En este contexto, ha afirmado Benedicto XVI, “no bastan nuevos métodos de anuncio
evangélico o de acción pastoral para hacer que la propuesta cristiana encuentre mayor
acogida”. Como señala el Concilio Vaticano II, se trata de “recomenzar desde Dios,
celebrado, profesado y testimoniado. (…) Nuestra primera, verdadera y única tarea es la
de comprometer nuestra vida por aquello que (…) es verdaderamente fiable, necesario y
último.
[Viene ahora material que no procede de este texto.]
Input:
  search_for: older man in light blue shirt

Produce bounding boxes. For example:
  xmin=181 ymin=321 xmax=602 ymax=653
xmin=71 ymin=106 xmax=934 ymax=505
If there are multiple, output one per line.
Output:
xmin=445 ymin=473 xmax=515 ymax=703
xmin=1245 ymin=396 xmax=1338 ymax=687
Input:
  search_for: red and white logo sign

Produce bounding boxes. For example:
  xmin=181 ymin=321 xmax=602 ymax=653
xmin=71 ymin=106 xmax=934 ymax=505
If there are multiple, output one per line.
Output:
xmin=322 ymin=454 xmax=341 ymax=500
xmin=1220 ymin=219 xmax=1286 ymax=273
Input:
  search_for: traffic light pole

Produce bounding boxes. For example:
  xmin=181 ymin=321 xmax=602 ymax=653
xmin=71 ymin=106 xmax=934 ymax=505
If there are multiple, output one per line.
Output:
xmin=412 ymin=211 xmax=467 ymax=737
Los hombres viven de Dios, que a menudo buscan inconscientemente o con
tanteos para dar pleno significado a la existencia. Nosotros tenemos la tarea de
anunciarlo, mostrarlo, de guiar al encuentro con Él” (ib.)
Estamos cada vez más cerca de contiendas electorales en el contexto democrático de
nuestra vida nacional. En Trujillo Nuestra Señora de la Paz nos bendice y nos recuerda que
la paz es fruto del amor, la justicia y la solidaridad. A la Virgen le pedimos paz para nuestro
país y para el mundo. En este momento electoral de Venezuela nuestro compromiso será
trabajar por desterrar resentimientos, discordias, mezquindades y partidismos. La meta es
construir la Venezuela de todos y para todos, velar por la democracia participativa, la
solidaridad y la paz. No podremos enfrentar los problemas que nos afligen como sociedad
si dejamos a un lado el mensaje del evangelio que nos llama a que “todos seamos uno” en
el amor. Como san Francisco de Asís oraba, que el Señor nos haga instrumentos de su
paz.
Nuestra Señora de la Paz: ruega por nosotros para que, como tú, sepamos ser
constructores de la paz, que “pongamos amor donde no hay amor” (san Juan de la Cruz).
Bendícenos desde lo alto para que desde aquí, desde la tierra donde hay dolor y miseria,
pongamos los cimientos de una tierra nueva y un cielo nuevo (Ap. 21,1-4).